The crackdown on civil society actors and political opponents increased significantly in three of the region’s most powerful states: Egypt, Iran and Saudi Arabia. Arbitrary detention of activists and government critics had a chilling effect on freedom of expression across the region. Authorities often used counter-terrorism and security-related laws, including cyber-crimes legislation, to justify arrests and bring prosecutions.
In Iran, the authorities arbitrarily detained thousands of individuals, subjecting hundreds to unfair trials, lengthy prison sentences, torture and other ill-treatment. They detained, prosecuted or continued to imprison at least 112 women human rights defenders, some in reprisal for their work, some for peacefully protesting against the abusive, discriminatory and degrading practice of forced hijab (veiling) by taking off their headscarves in public.
 In Egypt, the authorities arbitrarily arrested at least 113 people solely for peacefully expressing critical opinions, including many senior political figures who had publicly criticized the president or attempted to run against him in the presidential elections. They arrested over 30 human rights defenders, in some cases subjecting them to enforced disappearance for periods of up to 30 days. Two women were arrested and convicted by courts after they spoke out against sexual harassment in Egypt on their Facebook accounts.
In Saudi Arabia, the authorities harassed, arrested and prosecuted government critics, academics, clerics and human rights defenders. In May, they launched a wave of arrests that included at least eight women human rights defenders who had campaigned against the ban on women driving and the male guardianship system. By the end of the year, virtually all Saudi Arabian human rights defenders were in detention or serving prison terms, or had been forced to flee the country.

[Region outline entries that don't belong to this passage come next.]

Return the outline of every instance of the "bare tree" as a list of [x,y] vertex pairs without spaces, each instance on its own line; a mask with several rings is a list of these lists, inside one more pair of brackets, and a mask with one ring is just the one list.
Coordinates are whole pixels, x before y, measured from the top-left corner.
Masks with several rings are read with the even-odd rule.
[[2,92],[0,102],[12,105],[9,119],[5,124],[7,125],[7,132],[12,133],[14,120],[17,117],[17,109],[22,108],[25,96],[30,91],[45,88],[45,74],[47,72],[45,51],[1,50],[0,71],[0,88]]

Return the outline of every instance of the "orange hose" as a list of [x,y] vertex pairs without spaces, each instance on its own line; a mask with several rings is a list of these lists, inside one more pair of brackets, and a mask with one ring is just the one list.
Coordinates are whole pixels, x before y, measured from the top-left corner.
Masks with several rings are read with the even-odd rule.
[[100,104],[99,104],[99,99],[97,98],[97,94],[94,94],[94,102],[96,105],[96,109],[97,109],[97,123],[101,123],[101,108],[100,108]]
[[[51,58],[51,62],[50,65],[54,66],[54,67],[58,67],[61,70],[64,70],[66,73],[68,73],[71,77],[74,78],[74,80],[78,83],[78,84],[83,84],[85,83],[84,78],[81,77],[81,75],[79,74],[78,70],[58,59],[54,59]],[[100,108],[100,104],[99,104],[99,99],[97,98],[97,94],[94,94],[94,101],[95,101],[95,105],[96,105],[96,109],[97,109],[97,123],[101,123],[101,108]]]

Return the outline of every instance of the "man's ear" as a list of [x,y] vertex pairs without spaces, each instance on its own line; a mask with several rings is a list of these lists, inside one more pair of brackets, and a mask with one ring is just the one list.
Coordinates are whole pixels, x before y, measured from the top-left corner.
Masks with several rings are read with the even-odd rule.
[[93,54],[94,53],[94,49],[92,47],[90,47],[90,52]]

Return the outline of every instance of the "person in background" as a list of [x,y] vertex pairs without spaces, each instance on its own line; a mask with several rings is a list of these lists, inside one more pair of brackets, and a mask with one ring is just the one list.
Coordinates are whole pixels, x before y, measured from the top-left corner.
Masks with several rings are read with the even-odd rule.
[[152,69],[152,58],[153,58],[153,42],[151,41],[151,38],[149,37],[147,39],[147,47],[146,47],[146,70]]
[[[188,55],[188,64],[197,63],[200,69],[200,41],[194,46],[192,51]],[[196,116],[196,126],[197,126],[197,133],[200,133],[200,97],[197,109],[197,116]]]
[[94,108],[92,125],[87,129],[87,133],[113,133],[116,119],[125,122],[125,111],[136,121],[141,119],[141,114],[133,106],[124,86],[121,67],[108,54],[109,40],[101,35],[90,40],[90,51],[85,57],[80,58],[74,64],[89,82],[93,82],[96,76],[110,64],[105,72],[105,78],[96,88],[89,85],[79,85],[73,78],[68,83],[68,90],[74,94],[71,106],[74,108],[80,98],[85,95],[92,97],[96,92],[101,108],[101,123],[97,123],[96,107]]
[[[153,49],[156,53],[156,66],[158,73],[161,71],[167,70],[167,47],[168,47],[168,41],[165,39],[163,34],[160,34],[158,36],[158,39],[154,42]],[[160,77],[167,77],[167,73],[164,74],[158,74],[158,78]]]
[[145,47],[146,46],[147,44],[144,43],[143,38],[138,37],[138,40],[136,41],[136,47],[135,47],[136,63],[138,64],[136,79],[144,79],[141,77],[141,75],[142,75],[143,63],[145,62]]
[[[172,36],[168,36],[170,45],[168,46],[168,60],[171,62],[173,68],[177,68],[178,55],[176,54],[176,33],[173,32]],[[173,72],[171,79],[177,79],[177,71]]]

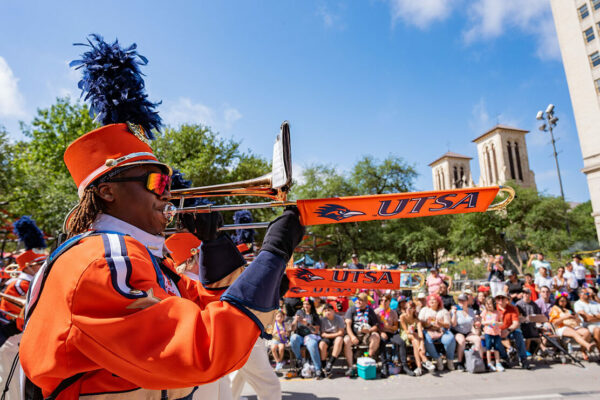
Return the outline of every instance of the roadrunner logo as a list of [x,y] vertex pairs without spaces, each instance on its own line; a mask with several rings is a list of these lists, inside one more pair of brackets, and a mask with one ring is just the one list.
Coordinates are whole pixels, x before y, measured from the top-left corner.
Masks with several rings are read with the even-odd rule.
[[292,293],[306,293],[306,292],[308,292],[308,290],[302,289],[302,288],[297,287],[297,286],[294,286],[294,287],[290,288],[290,292],[292,292]]
[[302,279],[304,282],[319,281],[324,279],[323,277],[317,276],[304,268],[298,268],[294,273],[296,274],[296,278]]
[[333,219],[335,221],[341,221],[346,218],[356,217],[357,215],[365,215],[361,211],[351,211],[344,206],[339,204],[326,204],[317,208],[316,214],[319,217]]

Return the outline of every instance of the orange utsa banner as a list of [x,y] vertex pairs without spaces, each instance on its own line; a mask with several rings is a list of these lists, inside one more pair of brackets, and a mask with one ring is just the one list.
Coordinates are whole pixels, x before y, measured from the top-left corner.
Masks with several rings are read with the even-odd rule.
[[344,289],[344,288],[311,288],[311,287],[300,287],[290,286],[289,290],[283,297],[350,297],[356,294],[358,289]]
[[343,289],[400,289],[420,287],[423,275],[415,271],[368,269],[288,268],[291,287]]
[[483,212],[498,194],[498,186],[429,192],[377,194],[298,200],[303,225],[416,218]]

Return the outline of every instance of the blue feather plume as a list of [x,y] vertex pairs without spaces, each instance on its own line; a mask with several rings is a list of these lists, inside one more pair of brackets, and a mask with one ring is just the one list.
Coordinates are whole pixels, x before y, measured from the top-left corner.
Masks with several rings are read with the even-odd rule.
[[152,130],[160,131],[162,120],[155,111],[160,104],[148,100],[140,65],[148,59],[138,54],[134,43],[122,48],[119,41],[109,44],[102,36],[91,34],[88,43],[75,46],[89,47],[80,60],[71,61],[69,66],[83,69],[79,81],[81,96],[90,100],[90,116],[103,125],[131,122],[141,125],[148,136],[154,139]]
[[24,215],[13,224],[14,232],[23,242],[26,250],[43,249],[46,247],[44,234],[28,215]]
[[[252,213],[248,210],[239,210],[233,214],[233,223],[235,224],[249,224],[251,222],[254,222],[254,219]],[[255,234],[254,229],[236,229],[235,234],[231,235],[231,239],[235,244],[252,243]]]

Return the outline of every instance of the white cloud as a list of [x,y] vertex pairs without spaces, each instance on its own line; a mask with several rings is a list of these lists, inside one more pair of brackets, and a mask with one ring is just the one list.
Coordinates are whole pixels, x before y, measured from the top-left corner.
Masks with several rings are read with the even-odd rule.
[[214,129],[230,129],[242,114],[235,108],[224,105],[218,109],[202,103],[194,103],[189,97],[180,97],[175,102],[164,101],[161,116],[169,125],[201,123]]
[[317,15],[321,17],[323,20],[323,25],[327,28],[338,28],[344,29],[345,25],[342,22],[341,13],[341,5],[337,7],[336,11],[331,10],[331,8],[321,5],[317,8]]
[[235,108],[227,108],[223,111],[223,116],[225,118],[225,126],[231,128],[237,120],[242,118],[242,113]]
[[549,0],[390,0],[390,5],[393,23],[401,20],[420,29],[464,8],[466,44],[489,41],[516,29],[534,38],[537,57],[560,59]]
[[391,0],[390,3],[392,22],[402,20],[407,25],[426,29],[431,23],[450,16],[456,0]]
[[467,9],[467,44],[500,37],[511,29],[535,37],[536,56],[558,59],[560,51],[548,0],[476,0]]
[[18,83],[6,60],[0,57],[0,116],[20,118],[26,115],[25,100]]

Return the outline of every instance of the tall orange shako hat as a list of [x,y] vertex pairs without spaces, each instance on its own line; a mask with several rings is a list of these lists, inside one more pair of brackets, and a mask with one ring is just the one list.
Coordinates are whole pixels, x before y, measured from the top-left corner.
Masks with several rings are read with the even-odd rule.
[[44,261],[48,255],[45,253],[46,240],[44,234],[28,215],[24,215],[13,224],[13,230],[19,241],[25,246],[25,251],[15,257],[19,270],[25,269],[28,264]]
[[165,240],[165,246],[171,252],[175,265],[181,265],[185,260],[197,254],[201,244],[200,239],[187,232],[175,233]]
[[145,92],[140,65],[148,60],[137,53],[136,45],[122,48],[118,40],[106,43],[97,34],[88,43],[80,60],[70,63],[81,69],[79,81],[82,97],[90,103],[90,115],[102,125],[69,145],[64,160],[75,184],[79,198],[101,178],[107,178],[124,167],[156,164],[171,173],[158,161],[149,141],[152,130],[159,130],[161,118],[155,111],[160,103],[152,103]]

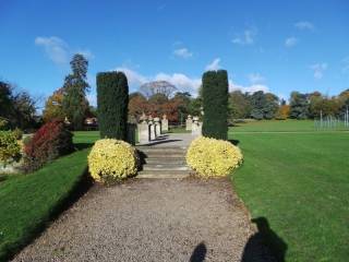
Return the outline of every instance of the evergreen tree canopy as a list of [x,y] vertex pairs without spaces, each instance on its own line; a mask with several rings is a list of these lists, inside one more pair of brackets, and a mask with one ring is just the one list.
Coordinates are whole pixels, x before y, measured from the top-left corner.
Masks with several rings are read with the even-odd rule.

In the Maghreb, the Algerian, Moroccan and Tunisian authorities all used penal code provisions to detain, prosecute and, in some cases, imprison journalists. In the Gulf, authorities in Bahrain and the UAE kept high-profile human rights defenders in jail on speech-related charges, while in Kuwait and Oman, government critics and protesters were arrested arbitrarily and, in some cases, prosecuted. Iraqi, Jordanian, Lebanese and Palestinian authorities also arbitrarily detained activists and others for voicing criticism of them or peacefully taking part in demonstrations. Israeli authorities used such measures to target activists, including human rights defenders, who criticized Israel’s continuing occupation of the West Bank and Gaza Strip.